# Ipad encastré dans un mur (alimentation)



## pontanis (6 Janvier 2016)

Bonjour,

J'envisage d'encastrer mon Ipad en mural pour commander mes éléments domotiques et se pose la question de l'alimentation. 
1ère question : le fait d'alimenter en continue mon Ipad va t-il réduire rapidement la durée de vie de la batterie ?

2ème question : faut il privilégier l'alimentation avec le chargeur Apple ou plutôt utiliser un injecteur POE avec une prise RJ45 qui connecterait la tablette et l'alimenterait en même temps.

Merci d'avance - Nicolas


----------



## baron (6 Janvier 2016)

1) Le chargeur est équipé d'un système de contrôle qui arrête la charge dès que celle-ci est suffisante puis la maintient quand elle diminue. En conclusion, brancher en permanence ton iPad sur le chargeur est la meilleure manière d'épargner ta batterie.

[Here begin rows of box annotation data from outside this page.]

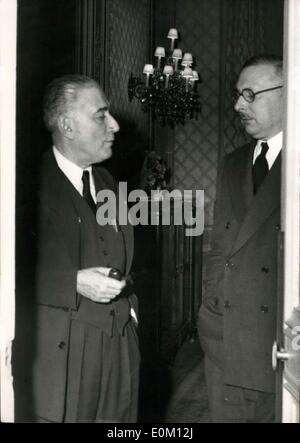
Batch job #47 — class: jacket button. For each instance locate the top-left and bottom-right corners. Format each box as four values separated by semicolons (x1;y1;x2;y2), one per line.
260;305;269;314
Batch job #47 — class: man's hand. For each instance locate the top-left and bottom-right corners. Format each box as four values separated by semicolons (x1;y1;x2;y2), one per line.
77;267;126;303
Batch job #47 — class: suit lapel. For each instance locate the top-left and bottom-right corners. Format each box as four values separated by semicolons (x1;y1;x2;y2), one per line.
93;167;133;274
232;154;281;254
227;142;255;223
40;151;80;264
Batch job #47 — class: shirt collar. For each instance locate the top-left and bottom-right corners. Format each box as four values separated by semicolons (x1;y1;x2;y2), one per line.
53;146;92;195
253;131;283;169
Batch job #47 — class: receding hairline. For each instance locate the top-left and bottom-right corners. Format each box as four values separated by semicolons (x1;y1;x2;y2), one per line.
43;74;107;132
239;54;283;78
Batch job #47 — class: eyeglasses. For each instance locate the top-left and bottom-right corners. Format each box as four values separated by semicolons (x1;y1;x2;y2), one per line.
231;85;282;103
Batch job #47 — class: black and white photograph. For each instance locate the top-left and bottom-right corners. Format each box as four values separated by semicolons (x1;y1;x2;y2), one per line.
0;0;300;424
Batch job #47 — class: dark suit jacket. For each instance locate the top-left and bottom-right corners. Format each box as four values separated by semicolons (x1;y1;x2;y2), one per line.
199;143;281;392
32;152;137;421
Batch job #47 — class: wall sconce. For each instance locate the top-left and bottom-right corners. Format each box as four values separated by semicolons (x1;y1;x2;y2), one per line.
128;29;201;127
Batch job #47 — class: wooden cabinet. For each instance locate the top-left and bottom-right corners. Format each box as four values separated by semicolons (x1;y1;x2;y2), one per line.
133;202;202;421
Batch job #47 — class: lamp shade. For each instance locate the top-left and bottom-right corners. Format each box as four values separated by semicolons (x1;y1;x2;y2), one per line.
168;28;178;39
154;46;166;57
172;49;182;60
181;52;193;66
163;65;174;75
143;65;154;74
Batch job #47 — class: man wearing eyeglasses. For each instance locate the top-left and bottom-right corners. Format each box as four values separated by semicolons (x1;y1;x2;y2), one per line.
198;55;283;423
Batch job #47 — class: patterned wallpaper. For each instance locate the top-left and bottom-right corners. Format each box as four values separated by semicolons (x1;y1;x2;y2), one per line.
174;0;220;229
107;0;151;139
174;0;263;228
106;0;151;188
220;0;264;156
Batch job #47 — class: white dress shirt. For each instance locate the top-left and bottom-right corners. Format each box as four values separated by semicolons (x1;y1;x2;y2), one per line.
53;146;97;203
253;131;283;170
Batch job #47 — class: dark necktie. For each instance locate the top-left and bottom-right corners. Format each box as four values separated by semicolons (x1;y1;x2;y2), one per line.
252;142;269;194
82;171;96;214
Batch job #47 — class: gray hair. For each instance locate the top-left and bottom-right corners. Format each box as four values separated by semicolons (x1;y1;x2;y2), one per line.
43;74;100;132
240;54;283;77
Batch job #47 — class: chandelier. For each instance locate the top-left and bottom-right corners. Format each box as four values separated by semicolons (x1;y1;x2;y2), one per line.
128;28;201;127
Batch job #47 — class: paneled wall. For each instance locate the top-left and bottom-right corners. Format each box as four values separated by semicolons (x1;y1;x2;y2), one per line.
173;0;265;298
106;0;152;188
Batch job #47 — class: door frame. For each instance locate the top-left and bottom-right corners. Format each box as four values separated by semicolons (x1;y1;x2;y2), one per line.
0;0;17;422
281;0;300;423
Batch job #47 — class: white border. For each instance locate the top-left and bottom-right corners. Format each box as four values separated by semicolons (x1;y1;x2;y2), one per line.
0;0;17;422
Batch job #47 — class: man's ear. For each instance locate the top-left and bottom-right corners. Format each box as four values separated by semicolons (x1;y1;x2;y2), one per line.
58;115;75;140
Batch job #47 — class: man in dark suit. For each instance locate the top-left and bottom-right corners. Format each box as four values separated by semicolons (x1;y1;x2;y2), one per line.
22;75;139;422
198;55;283;422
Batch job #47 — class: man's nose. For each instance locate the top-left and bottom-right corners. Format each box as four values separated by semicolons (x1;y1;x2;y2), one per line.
107;113;120;132
233;95;247;112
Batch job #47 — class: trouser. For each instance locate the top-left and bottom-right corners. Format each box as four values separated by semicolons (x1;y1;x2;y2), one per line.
205;356;275;423
36;320;140;423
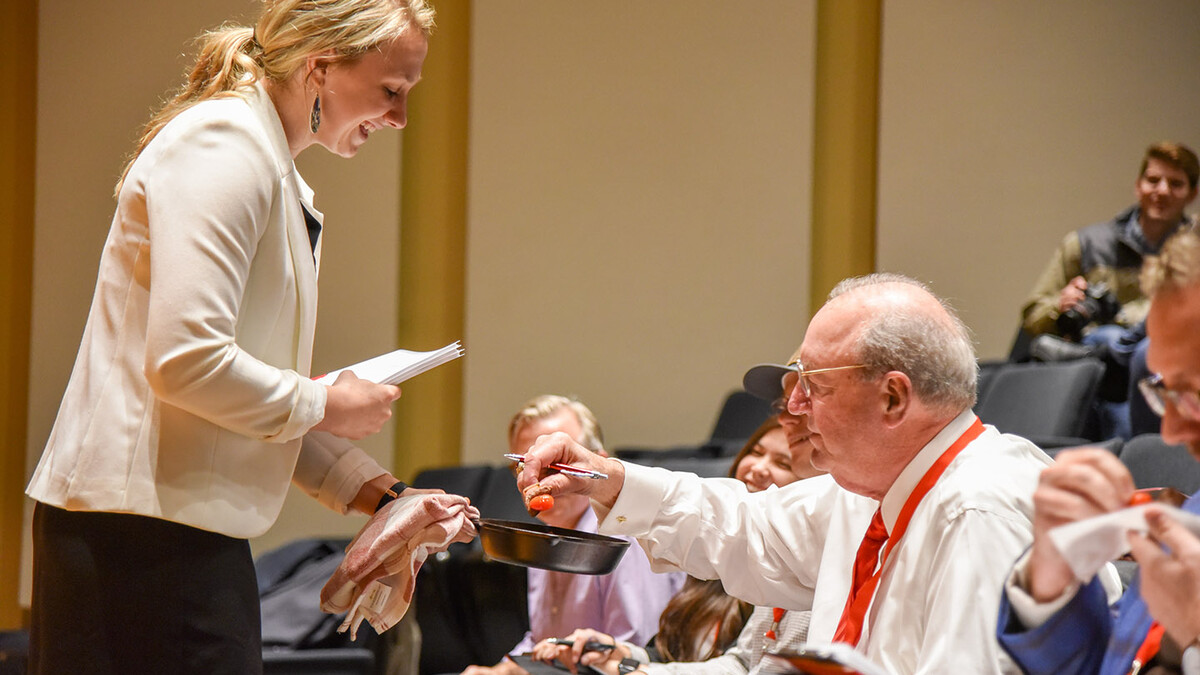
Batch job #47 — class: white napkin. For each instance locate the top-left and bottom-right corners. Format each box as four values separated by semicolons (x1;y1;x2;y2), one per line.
320;494;479;639
1050;503;1200;583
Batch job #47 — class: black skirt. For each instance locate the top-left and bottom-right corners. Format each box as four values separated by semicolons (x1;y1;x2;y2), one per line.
29;503;263;675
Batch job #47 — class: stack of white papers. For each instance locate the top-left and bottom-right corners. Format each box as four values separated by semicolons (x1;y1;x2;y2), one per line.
313;341;463;384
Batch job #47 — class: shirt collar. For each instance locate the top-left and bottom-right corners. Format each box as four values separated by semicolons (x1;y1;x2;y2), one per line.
880;408;976;533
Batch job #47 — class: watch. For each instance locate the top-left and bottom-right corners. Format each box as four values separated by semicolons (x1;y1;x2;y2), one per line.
376;480;408;513
617;658;642;675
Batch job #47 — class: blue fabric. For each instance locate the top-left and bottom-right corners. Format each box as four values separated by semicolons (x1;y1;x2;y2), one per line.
996;495;1200;675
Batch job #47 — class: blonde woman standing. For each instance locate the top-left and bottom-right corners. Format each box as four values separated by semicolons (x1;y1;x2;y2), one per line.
29;0;446;675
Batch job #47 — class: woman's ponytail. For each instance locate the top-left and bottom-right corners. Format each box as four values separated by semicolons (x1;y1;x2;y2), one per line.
114;25;263;195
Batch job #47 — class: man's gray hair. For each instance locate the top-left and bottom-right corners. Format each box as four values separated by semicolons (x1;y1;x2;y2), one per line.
509;394;604;453
829;273;979;411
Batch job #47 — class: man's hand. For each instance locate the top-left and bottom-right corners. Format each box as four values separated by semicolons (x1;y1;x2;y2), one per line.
1129;507;1200;647
1058;276;1087;313
532;628;630;675
517;431;625;508
312;370;400;441
1026;448;1134;602
462;657;529;675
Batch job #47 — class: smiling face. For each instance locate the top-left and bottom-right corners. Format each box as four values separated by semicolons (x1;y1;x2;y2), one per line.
734;426;798;492
1134;157;1196;225
784;294;881;491
311;28;428;157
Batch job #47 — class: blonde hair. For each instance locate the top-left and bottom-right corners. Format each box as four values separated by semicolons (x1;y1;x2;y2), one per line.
1140;228;1200;298
114;0;433;193
509;394;604;453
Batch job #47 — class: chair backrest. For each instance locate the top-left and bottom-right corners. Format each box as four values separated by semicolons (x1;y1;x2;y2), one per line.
709;392;770;441
636;456;733;478
1118;434;1200;495
413;464;492;501
974;359;1104;437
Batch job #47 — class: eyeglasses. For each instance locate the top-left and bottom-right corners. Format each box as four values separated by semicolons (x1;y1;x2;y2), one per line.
1138;375;1200;422
784;360;866;396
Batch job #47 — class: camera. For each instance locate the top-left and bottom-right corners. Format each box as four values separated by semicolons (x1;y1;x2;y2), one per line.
1056;281;1121;341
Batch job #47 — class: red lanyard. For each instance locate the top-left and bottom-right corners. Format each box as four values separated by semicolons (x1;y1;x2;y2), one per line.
833;417;983;646
1129;621;1164;675
763;607;787;640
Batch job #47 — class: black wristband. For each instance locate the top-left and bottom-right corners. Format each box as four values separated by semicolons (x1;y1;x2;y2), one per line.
376;480;408;513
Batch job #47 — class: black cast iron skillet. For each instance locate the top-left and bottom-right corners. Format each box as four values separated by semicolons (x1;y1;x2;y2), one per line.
475;518;629;574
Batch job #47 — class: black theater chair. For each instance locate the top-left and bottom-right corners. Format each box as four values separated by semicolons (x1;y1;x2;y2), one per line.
974;358;1104;448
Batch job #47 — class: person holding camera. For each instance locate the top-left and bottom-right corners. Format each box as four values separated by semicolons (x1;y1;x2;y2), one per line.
1021;142;1200;437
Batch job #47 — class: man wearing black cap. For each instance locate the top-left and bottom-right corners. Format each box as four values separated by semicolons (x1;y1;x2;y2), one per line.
520;274;1050;675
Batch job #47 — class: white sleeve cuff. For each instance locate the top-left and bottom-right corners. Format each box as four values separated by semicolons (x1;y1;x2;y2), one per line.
1004;551;1080;628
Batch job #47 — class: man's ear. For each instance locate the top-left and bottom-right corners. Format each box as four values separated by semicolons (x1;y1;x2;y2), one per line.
883;370;912;424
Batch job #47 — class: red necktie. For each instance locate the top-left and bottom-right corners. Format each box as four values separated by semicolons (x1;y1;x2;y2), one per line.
833;509;888;645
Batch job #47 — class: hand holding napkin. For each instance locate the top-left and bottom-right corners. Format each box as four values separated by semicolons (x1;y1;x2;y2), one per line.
320;494;479;639
1050;503;1200;583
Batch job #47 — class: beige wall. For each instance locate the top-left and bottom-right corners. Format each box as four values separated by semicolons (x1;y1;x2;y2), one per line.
463;0;814;462
28;0;1200;588
877;0;1200;357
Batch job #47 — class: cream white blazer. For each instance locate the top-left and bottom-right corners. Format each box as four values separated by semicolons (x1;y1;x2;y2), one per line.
28;86;384;537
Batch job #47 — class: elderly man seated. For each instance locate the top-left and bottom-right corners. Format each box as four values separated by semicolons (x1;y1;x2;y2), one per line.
518;274;1050;675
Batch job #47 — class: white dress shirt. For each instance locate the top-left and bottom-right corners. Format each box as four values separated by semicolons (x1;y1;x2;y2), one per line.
28;86;384;537
600;410;1051;675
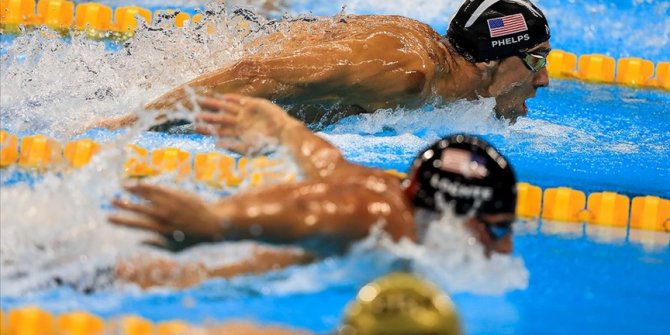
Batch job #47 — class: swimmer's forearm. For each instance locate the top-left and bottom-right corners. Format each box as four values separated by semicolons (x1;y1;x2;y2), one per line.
279;117;350;180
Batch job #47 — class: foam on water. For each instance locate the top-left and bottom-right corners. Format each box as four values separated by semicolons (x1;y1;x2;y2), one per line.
0;0;670;304
0;3;255;137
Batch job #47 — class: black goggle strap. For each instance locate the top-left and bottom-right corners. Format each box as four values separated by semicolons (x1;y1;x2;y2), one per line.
477;217;514;241
519;51;549;72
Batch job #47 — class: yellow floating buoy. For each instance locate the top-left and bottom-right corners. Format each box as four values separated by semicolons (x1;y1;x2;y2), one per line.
542;187;586;222
63;139;100;168
19;135;62;170
547;50;577;78
578;54;615;83
616;58;654;86
75;2;112;37
35;0;74;30
656;62;670;90
123;144;157;178
151;148;191;178
630;196;670;231
0;0;35;33
112;6;151;34
516;183;542;219
7;306;56;335
0;130;19;167
586;192;630;227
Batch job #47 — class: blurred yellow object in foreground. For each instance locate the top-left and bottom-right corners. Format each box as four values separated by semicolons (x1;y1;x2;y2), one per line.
339;273;461;335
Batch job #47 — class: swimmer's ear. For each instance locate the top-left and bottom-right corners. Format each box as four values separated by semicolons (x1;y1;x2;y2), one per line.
475;60;500;81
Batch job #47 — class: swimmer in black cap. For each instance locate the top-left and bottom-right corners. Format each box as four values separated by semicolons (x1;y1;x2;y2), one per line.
90;0;550;128
109;95;516;286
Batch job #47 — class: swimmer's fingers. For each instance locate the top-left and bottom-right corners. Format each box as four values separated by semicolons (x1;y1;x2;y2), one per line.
107;215;174;235
112;199;161;218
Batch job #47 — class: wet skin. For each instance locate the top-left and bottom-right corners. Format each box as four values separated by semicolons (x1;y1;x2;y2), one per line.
109;95;514;284
96;15;549;128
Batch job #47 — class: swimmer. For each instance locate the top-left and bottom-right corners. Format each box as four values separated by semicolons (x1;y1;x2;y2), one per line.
141;273;462;335
109;95;516;285
94;0;551;129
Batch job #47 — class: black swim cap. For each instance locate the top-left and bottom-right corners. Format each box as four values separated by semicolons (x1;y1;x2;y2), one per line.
447;0;550;62
405;134;516;215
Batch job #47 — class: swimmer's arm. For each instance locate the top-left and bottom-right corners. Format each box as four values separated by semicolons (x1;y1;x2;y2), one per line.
96;39;424;129
109;182;416;245
115;247;313;289
196;94;369;180
212;180;416;247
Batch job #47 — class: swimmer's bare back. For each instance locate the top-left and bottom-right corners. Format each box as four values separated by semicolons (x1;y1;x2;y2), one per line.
98;15;448;128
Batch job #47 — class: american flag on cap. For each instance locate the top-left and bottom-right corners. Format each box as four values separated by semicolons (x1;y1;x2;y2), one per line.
488;13;528;37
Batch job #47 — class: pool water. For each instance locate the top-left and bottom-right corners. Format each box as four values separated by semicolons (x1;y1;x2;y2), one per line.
0;0;670;334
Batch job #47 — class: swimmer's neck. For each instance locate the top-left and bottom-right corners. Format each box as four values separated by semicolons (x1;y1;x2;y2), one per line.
433;38;490;102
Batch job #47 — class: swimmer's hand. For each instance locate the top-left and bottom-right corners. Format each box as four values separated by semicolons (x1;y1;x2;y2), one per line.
195;94;297;155
108;182;222;241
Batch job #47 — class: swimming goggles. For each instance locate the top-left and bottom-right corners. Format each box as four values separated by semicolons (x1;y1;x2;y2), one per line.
519;50;549;72
477;216;514;241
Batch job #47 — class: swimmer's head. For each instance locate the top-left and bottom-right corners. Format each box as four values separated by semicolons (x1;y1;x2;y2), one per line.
338;273;461;335
403;134;517;254
447;0;551;122
447;0;550;66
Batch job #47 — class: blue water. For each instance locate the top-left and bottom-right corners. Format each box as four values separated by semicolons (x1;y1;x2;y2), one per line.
0;0;670;334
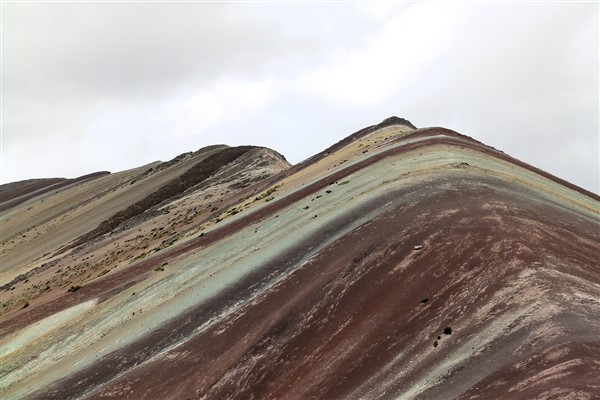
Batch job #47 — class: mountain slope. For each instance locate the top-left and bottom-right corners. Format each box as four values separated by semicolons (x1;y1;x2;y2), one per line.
0;118;600;399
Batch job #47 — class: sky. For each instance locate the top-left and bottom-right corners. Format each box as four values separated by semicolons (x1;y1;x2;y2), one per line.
0;1;600;193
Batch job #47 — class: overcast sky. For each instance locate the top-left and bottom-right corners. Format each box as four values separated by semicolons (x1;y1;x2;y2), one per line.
1;1;600;193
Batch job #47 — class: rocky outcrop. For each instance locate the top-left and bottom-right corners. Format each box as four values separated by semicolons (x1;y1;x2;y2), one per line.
0;118;600;399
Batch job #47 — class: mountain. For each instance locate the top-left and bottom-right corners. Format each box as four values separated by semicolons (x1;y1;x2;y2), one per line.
0;117;600;399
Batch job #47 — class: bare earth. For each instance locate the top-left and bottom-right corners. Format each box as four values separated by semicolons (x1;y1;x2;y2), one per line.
0;118;600;399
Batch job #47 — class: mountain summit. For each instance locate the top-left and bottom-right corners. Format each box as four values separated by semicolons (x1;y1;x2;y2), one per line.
0;117;600;399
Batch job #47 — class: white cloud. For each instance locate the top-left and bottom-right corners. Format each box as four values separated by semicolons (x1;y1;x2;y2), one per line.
1;2;600;191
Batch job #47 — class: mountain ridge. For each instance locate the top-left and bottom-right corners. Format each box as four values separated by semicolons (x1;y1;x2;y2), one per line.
0;117;600;399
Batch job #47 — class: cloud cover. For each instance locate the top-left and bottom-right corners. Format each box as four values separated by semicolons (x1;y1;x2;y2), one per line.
1;2;600;192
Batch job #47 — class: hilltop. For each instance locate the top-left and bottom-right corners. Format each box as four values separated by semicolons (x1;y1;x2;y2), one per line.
0;117;600;399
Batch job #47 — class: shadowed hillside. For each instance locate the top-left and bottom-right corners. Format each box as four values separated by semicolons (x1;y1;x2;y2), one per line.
0;117;600;399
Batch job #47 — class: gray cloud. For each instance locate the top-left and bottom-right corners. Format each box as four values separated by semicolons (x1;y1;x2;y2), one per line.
2;2;600;192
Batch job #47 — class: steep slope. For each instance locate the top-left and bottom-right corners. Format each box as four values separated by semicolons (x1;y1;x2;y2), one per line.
0;146;289;313
0;118;600;399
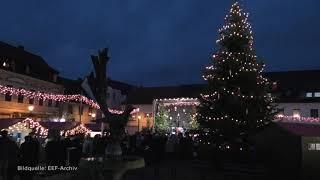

2) Seul le système PoE+ te permettrait d'avoir une puissance suffisante mais je ne suis pas sûr que l'iPad soit compatible avec cette norme…
Le chargeur Apple me paraît plus sûr.


----------



## pontanis (12 Janvier 2016)

Merci Baron pour ta réponse.
Ma femme ne souhaite pas que le Wifi soit activé, à votre connaissance est-il possible d'utiliser un iPad connecté à internet par RJ45 à partir d'un adaptateur mini-USB-RJ45 ? Et si oui, quel modèle d'Ipad est compatible et avec quel adaptateur ?
Désolé ça fait beaucoup de questions...

PS: selon mes recherches je n'ai trouvé que cette solution qui n'est pas complètement satisfaisante : http://www.zdnet.com/article/lightning-ethernet-cable-for-the-iphone-or-ipad/


----------



## baron (12 Janvier 2016)

Désolé mais je n'ai pas de réponse à ces questions…


----------



## gmaa (12 Janvier 2016)

pontanis a dit:


> Merci Baron pour ta réponse.
> Ma femme ne souhaite pas que le Wifi soit activé, à votre connaissance est-il possible d'utiliser un iPad connecté à internet par RJ45 à partir d'un adaptateur mini-USB-RJ45 ? Et si oui, quel modèle d'Ipad est compatible et avec quel adaptateur ?
> Désolé ça fait beaucoup de questions...
> 
> PS: selon mes recherches je n'ai trouvé que cette solution qui n'est pas complètement satisfaisante : http://www.zdnet.com/article/lightning-ethernet-cable-for-the-iphone-or-ipad/


Il y aurait peut-être la solution CPL. J'ai installé un boîtier CPL un jour (il y a des années...) chez quelqu'un qui ne voulait pas de WiFi mais ils étaient équipés de PC Win. Je ne sais pas si c'est applicable dans le contexte évoqué.


----------



## Deleted member 284611 (13 Janvier 2016)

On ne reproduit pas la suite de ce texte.